# Quick Question - Certified Biodata Pages?



## 6436 (Feb 23, 2010)

I'm working on my WH visa application, and it says I need *certified *copies of my passport's bio-data pages including picture.

Do I need to get certified copies from my government like here, or can I just copy pages?

Also, regarding all of these certified copies I'm supposed to have - I'm applying online, how are they able to tell of my copies are certified or not? Or do I send a package of stuff to them after they look at my e-application?

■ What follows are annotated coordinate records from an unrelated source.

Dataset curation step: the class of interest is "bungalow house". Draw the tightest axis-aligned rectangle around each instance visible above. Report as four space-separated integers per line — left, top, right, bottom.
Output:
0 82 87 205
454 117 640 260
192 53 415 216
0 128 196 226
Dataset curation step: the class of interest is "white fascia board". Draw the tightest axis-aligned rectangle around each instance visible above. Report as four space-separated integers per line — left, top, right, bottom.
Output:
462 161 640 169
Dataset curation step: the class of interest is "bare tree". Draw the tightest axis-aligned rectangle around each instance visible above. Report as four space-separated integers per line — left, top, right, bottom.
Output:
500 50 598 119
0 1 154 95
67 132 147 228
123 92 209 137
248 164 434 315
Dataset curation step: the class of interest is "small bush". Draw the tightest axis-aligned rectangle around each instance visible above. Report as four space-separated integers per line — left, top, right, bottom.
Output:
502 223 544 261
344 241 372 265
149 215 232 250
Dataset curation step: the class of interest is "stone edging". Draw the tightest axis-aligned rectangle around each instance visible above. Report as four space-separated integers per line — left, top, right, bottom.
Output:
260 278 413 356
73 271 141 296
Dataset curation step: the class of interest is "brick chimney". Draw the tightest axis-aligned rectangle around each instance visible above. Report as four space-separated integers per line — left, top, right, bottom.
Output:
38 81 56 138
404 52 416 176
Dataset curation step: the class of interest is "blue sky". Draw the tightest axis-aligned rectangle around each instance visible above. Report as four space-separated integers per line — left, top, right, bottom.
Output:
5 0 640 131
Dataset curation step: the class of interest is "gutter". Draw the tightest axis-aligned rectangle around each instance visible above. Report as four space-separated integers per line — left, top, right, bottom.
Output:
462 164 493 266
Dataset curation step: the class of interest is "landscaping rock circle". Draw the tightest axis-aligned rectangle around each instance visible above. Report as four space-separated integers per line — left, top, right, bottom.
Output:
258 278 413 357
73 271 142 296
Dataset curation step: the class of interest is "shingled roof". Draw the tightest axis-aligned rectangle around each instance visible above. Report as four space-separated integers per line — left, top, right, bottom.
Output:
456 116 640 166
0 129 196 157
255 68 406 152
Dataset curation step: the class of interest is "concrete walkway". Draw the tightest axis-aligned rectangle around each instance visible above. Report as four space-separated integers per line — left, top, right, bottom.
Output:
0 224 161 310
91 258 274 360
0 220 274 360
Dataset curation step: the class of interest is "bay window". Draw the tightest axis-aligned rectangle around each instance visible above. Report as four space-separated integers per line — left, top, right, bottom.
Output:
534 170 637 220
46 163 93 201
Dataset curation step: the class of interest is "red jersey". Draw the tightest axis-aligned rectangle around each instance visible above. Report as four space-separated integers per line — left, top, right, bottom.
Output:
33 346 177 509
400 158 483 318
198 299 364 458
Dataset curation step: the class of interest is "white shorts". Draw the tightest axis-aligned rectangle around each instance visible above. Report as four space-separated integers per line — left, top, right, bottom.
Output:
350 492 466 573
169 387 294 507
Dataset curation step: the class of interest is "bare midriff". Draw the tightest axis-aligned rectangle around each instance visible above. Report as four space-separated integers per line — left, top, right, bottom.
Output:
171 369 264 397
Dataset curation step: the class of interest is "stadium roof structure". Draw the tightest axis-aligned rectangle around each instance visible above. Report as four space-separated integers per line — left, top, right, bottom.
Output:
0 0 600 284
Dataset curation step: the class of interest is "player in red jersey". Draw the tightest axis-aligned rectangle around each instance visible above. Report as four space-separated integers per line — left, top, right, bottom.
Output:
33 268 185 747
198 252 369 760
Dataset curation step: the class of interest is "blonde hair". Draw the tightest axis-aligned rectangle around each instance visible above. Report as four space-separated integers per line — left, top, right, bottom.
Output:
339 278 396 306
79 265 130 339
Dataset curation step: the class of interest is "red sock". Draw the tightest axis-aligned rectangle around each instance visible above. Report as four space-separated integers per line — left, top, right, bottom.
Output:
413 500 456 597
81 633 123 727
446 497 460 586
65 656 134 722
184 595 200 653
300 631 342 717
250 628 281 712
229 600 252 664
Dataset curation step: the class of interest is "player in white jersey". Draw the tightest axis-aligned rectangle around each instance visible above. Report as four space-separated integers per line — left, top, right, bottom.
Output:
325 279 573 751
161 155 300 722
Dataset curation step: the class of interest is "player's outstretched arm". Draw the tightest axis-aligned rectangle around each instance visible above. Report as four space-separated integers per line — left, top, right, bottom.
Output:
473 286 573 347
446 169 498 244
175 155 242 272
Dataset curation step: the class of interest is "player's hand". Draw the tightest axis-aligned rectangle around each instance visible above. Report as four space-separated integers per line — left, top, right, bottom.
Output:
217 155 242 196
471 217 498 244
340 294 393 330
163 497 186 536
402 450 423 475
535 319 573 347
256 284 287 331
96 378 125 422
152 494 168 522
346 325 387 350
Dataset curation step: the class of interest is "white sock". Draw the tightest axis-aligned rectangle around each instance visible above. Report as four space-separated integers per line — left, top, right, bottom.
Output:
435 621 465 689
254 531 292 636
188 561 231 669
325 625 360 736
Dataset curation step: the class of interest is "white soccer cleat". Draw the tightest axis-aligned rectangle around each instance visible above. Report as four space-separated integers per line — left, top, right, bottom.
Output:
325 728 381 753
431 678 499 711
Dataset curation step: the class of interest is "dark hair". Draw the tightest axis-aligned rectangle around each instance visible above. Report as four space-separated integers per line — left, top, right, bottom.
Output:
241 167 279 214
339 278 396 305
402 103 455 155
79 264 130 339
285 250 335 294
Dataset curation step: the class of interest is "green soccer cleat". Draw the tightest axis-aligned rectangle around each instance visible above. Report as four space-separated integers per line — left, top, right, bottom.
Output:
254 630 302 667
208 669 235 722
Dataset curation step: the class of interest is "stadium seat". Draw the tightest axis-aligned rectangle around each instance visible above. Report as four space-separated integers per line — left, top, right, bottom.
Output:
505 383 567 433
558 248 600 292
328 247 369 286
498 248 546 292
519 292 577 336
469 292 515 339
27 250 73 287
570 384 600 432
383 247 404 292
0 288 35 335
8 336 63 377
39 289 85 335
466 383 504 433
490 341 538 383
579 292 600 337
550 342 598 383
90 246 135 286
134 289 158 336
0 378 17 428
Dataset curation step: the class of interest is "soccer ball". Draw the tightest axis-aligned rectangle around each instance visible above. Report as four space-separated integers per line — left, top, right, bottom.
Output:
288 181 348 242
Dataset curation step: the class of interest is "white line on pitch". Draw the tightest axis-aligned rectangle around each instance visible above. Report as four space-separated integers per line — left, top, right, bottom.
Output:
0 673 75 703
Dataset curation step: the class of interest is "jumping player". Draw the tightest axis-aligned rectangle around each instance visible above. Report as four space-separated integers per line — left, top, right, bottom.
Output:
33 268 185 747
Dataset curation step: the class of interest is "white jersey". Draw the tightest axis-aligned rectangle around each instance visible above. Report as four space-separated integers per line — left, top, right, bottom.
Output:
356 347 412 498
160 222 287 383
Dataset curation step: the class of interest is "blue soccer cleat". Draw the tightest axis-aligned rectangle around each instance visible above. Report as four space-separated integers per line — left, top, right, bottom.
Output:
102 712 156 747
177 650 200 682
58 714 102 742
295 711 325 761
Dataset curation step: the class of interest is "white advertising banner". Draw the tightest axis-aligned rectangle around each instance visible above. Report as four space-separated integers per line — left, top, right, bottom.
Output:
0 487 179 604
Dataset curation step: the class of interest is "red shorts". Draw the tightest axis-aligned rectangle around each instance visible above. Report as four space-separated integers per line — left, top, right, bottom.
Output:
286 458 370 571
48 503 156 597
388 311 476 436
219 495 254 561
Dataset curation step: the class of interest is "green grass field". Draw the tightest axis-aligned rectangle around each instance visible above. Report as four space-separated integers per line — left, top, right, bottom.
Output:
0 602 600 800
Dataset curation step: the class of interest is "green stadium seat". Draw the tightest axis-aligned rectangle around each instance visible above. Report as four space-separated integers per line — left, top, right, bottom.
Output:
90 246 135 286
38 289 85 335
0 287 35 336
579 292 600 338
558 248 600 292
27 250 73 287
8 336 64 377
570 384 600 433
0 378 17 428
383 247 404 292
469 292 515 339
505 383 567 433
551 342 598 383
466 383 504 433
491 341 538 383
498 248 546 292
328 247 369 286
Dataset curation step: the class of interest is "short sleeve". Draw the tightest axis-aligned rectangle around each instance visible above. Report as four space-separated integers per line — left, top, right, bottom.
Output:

Thanks for the help. Oddly enough, I can't seem to find much on WH specifics despite my google-fu (unless I get a migration agent, heh).


----------



## Wanderer (Jun 16, 2007)

Certified copies are just that and not just uncertified photo copies but if you're applying online, sending in copies is not the way and I think yoú should be able to find a reference to colour scanning/uploading of documents.
Usually a link in the application section of visas information on the Immi site.


----------



## myallstone (Jan 26, 2014)

I come across a simler problem we are also doing it on line ( immi prospective partner visa ) will a color photo copy of passport bio page be enough for my partner . she is russian . because we can not find anyone who will certified a copy of her passport .not sure why ? we had her birth certificate done Ok .


----------



## Maggie-May24 (Jul 24, 2011)

myallstone said:


> I come across a simler problem we are also doing it on line ( immi prospective partner visa ) will a color photo copy of passport bio page be enough for my partner . she is russian . because we can not find anyone who will certified a copy of her passport .not sure why ? we had her birth certificate done Ok .


Generally, DIBP will accept uncertified colour scans if you're applying online.


----------